Mendelian randomization analysis identifies plausible causal protein markers for neuro-related phenotypes

In order to make statements on potential causality from the proteins to complex traits and diseases, we focused on the genetic associations at the cis-pQTL, which provide strong and most likely valid genetic instruments in Mendelian randomization (MR) analysis. We first considered the 152 neuro-related traits whose GWAS summary statistics are available through LD-Hub38 as the out come data. We performed an inverse-variance weighted (IVW) two-sample MR analysis using the 886 LD-pruned genetic instruments across the 117 cis-pQTL on the 152 phenotypes. With a false discovery rate 5% threshold, we obtained 24 significant potential causal associations for 13 proteins on 22 traits, where three proteins are currently druggable targets (Fig. 2, Supplementary Table 5).
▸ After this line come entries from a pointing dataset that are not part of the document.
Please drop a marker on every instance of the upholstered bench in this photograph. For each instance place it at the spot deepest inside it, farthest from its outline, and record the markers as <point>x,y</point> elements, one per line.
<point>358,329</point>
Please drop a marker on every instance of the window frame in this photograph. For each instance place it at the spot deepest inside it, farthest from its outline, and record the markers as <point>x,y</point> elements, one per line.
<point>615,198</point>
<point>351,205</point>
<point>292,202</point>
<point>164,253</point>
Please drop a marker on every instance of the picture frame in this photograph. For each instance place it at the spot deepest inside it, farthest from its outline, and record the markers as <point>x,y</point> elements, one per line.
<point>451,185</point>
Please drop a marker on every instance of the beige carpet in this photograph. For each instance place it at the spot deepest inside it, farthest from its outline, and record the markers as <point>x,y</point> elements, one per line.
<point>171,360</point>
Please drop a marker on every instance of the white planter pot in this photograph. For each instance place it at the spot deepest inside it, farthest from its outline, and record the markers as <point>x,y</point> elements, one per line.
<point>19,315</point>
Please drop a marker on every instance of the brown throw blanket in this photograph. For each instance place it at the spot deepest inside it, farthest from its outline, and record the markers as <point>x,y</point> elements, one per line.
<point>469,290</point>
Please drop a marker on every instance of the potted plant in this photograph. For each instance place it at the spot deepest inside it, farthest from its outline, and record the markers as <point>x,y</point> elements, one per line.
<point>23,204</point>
Figure 2: Causality between the proteins and neuro-related phenotypes inferred by Mendelian randomization (MR) analyses.

Figure 2:

The forest plot shows the significant MR results (false discovery rate < 0.05) based on LD-pruned (r2 < 0.001) instrumental variants within each cis-pQTL. Inverse-variance weighted (IVW) estimates are provided as the solid round dots, and the whiskers indicate 95% confidence intervals. The numbers of instrumental variants in the cis-pQTL are given to the right of the whiskers. As a colocalization measure, the HEIDI (heterogeneity in dependent instruments) test evidence (p > 0.05) are given as the diamonds, where the largest diamonds correspond to a p-value of 1. The upper part of the plot shows the results where the proteins are known druggable targets, while the lower part shows the results for new protein targets.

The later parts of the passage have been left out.